Like all comnee men, he was expected to do the cooking for those in his tent. Since Dallador had gone out of his way to befriend him, Zayn asked him to teach him.
‘I don’t know a damn thing about cooking. Back home food is women’s work.’
‘You can’t eat very well, then. What do women know about preparing game?’

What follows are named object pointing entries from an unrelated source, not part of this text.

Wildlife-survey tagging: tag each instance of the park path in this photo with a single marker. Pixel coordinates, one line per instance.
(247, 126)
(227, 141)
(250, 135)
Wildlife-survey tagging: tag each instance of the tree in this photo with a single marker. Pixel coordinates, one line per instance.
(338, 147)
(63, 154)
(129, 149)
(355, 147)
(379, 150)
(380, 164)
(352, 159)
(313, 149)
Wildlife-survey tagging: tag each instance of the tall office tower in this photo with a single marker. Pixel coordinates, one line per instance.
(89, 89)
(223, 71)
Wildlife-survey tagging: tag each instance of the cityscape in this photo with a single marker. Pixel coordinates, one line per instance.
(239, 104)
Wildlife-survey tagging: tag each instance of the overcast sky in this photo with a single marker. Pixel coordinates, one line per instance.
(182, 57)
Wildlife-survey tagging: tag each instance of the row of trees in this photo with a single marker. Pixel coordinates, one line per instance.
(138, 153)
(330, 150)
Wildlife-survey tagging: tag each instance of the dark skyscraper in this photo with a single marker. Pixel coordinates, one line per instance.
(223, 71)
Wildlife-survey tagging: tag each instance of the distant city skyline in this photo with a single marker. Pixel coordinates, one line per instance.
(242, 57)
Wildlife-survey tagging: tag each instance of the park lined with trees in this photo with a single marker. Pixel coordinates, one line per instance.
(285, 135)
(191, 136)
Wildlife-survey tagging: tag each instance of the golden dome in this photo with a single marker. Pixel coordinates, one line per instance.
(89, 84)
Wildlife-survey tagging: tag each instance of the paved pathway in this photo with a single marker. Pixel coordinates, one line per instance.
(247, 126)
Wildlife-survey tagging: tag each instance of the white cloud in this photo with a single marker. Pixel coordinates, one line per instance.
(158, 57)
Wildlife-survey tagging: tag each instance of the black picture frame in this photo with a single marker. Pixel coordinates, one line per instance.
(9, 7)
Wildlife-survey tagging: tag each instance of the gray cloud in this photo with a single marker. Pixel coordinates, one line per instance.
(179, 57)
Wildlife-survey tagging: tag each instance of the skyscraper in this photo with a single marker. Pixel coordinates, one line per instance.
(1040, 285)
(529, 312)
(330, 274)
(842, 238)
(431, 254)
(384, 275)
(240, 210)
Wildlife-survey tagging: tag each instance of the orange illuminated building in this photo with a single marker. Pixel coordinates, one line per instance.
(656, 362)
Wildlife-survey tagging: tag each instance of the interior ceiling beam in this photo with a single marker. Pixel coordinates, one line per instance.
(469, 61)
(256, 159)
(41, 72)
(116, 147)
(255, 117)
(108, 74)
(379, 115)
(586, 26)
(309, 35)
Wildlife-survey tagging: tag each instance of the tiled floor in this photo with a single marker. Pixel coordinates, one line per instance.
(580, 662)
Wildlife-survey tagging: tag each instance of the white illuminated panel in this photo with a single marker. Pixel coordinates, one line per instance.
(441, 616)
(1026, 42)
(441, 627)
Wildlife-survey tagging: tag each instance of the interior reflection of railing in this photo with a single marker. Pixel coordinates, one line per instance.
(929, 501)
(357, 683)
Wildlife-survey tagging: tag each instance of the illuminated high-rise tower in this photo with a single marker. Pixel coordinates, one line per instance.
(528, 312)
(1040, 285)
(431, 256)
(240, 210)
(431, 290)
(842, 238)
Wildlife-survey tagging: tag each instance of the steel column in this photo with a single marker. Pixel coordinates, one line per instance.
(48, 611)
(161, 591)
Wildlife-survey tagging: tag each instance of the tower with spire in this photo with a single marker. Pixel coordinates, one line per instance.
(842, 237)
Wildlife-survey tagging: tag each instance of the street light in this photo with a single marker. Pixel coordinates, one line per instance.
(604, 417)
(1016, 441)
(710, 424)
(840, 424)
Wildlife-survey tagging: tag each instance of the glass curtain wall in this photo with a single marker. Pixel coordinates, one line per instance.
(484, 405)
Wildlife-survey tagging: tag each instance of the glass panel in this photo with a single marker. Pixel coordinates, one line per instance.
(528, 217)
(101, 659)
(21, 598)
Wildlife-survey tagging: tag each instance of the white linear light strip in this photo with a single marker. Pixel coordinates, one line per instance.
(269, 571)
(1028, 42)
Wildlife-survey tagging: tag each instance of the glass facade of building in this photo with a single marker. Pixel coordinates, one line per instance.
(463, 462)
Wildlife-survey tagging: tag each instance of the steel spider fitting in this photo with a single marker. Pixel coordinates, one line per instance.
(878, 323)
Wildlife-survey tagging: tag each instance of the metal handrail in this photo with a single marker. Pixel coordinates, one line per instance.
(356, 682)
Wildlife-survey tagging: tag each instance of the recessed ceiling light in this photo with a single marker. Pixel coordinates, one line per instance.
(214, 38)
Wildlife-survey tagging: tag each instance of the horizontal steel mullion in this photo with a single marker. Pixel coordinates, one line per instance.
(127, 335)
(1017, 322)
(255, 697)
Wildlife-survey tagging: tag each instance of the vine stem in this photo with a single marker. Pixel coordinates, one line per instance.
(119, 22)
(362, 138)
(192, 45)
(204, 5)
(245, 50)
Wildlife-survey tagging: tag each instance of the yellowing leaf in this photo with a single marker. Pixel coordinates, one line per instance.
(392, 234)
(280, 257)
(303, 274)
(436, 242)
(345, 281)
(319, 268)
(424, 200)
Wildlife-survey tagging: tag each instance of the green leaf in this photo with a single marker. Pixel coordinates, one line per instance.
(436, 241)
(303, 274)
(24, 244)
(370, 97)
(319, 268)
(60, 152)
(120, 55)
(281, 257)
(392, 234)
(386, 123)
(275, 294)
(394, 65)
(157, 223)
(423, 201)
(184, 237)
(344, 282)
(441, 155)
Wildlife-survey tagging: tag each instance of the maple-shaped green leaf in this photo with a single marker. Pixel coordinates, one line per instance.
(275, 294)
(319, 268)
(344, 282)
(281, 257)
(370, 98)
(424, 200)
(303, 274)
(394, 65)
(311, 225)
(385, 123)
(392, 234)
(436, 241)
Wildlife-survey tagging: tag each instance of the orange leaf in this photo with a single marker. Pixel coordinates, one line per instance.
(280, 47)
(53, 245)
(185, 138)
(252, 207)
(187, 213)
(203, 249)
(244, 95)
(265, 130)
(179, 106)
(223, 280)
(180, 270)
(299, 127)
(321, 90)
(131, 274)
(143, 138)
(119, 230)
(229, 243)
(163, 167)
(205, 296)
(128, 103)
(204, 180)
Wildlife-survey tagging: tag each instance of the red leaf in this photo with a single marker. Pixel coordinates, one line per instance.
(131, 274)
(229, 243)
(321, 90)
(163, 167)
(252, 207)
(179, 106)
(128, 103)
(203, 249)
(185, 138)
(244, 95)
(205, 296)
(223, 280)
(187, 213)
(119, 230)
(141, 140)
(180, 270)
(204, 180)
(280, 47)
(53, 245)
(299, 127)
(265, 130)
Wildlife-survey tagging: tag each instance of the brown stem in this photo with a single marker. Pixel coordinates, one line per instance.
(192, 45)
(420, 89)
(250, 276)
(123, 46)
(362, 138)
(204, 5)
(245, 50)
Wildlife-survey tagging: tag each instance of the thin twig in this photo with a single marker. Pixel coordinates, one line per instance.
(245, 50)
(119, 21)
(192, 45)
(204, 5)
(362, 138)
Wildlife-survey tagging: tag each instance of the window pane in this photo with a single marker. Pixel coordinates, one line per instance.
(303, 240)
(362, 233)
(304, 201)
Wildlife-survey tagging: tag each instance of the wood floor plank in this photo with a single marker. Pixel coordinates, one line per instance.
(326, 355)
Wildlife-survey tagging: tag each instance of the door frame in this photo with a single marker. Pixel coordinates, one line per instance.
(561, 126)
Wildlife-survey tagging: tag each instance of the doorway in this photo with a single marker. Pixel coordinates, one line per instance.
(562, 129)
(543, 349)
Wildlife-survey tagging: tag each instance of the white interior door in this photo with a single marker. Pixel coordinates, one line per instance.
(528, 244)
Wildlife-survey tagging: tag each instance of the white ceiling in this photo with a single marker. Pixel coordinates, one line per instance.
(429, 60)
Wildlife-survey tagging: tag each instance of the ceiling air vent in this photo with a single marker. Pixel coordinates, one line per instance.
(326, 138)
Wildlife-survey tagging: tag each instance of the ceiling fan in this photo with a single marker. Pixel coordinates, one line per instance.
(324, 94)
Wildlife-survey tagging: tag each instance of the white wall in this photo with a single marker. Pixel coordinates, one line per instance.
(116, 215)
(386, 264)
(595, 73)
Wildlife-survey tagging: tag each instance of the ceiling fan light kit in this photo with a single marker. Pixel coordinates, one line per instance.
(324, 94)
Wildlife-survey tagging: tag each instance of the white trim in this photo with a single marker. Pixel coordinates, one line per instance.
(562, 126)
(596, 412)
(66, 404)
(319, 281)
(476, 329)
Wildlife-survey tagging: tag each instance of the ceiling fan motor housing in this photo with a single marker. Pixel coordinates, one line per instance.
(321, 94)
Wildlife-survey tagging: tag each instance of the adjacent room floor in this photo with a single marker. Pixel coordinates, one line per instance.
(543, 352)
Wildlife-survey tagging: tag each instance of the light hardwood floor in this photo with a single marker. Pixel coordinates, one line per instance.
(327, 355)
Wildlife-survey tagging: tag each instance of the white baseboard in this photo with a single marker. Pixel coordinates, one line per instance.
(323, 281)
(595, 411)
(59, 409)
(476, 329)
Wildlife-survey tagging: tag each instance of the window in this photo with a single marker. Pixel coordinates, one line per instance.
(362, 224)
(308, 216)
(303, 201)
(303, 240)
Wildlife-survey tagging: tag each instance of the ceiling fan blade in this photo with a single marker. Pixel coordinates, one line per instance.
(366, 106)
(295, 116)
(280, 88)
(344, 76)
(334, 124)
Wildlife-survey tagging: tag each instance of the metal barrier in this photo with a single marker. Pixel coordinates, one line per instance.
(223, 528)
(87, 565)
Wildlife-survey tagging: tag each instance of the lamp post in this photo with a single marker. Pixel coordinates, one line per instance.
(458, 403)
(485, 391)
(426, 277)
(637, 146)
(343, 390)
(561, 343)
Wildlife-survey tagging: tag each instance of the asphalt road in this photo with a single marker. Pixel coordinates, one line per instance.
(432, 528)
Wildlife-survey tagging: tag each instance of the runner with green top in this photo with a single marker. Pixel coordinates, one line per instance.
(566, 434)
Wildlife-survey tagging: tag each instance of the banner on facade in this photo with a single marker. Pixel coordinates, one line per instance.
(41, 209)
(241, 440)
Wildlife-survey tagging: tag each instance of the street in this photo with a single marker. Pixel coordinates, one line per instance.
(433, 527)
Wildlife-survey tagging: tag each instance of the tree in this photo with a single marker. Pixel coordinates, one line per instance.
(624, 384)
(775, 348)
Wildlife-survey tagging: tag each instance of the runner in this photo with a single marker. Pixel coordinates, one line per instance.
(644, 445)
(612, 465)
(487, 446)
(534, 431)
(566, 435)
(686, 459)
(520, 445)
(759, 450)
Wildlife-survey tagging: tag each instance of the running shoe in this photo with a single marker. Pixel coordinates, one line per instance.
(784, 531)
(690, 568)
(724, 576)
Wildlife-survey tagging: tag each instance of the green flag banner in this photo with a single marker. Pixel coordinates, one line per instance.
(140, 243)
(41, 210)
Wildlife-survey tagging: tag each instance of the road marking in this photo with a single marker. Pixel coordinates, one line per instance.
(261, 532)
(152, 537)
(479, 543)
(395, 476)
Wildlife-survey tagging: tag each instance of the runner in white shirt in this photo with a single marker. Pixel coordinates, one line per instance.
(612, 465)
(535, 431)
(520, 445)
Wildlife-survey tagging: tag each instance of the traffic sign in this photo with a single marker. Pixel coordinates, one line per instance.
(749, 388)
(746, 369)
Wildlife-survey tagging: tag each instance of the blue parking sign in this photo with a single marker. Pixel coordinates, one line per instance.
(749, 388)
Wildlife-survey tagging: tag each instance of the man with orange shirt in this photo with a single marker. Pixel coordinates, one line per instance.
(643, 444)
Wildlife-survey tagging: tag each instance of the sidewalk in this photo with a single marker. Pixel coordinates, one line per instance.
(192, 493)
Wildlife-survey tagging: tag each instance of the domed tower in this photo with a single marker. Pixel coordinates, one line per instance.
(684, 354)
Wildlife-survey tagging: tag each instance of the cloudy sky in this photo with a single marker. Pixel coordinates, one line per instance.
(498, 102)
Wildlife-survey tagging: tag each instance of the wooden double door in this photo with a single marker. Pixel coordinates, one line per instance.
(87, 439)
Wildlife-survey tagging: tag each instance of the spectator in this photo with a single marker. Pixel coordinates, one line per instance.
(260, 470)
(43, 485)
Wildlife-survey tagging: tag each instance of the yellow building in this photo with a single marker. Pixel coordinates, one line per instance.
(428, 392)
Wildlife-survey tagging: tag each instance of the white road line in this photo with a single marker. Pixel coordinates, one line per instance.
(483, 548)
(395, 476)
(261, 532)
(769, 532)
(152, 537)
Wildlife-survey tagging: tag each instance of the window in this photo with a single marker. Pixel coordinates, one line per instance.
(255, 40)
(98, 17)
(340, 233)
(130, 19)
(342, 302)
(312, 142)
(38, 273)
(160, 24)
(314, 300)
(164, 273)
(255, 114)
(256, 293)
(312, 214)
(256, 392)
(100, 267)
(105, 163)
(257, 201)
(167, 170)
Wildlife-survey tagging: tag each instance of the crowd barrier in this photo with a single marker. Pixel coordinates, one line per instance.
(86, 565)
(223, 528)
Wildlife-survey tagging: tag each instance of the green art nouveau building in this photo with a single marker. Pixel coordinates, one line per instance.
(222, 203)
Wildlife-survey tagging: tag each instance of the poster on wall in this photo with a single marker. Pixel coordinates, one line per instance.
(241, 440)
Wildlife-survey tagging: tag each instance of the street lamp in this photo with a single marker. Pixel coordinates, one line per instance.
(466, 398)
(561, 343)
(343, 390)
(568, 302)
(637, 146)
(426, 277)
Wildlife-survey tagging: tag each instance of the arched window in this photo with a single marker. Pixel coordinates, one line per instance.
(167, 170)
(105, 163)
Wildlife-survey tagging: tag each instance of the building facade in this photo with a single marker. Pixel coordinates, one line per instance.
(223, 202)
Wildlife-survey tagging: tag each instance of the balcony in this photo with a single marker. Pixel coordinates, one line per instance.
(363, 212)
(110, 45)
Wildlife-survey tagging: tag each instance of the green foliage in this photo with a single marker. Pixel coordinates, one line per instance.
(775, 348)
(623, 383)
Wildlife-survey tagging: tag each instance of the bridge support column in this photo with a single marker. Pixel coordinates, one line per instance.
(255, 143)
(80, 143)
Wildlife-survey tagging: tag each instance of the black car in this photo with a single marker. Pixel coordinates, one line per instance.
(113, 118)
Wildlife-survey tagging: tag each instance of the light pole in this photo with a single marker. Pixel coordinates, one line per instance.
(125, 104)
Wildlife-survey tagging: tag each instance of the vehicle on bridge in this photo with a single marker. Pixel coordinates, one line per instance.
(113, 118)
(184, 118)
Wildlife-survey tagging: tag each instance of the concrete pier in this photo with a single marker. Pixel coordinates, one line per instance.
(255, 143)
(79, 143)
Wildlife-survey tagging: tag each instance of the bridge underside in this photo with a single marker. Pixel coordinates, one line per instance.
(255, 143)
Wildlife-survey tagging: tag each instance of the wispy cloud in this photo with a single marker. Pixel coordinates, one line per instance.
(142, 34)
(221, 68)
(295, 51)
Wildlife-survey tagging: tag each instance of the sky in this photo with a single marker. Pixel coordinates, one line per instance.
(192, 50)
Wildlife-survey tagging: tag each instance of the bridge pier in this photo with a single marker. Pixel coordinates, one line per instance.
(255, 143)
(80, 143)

‘Well, we don’t eat much game. Sheep and chickens – that’s about it for meat.’
Dallador rolled his eyes in disgust. ‘Not much of a cuisine. Well, come watch me when I’m cooking. You’ll catch on quick enough.’
‘Thanks. I appreciate it. I don’t even know what’s edible out here. We had servants in the officers’ mess who took care of all that.’
Dallador laughed. ‘First lesson: don’t eat anything until I’ve told you it’s not poisonous.’
Since the comnee was hurrying to reach the summer grazing grounds, they never made a full camp at night, but they always raised Ammadin’s tent, because it housed the god figures, they told him, and the chief’s splendid white and red tent, because he was the chief and no reason more. After a meal at one fire or another, Zayn would take his bedroll and go sleep in the summer grass. In the morning he would return, toss his bedroll into a wagon, and make a fire to cook breadmoss porridge. Ammadin would join him, eat in silence, and then, after a few words about the horses, she would leave, saddling one of the geldings and riding alone in advance of the comnee.
In their brief times together, Zayn studied her. Unlike the rest of the comnee women, she wore little jewellery, only a true-hawk feather hanging from a gold stud in one ear. Her long, blonde hair was bound up in heavy braids, like a crown over her soft, bronzed face, oddly pretty and sensual for such a solitary soul. Her eyes, however, showed nothing but the hardness of someone who keeps a distance from the world. Fittingly enough they were the pale grey of steel.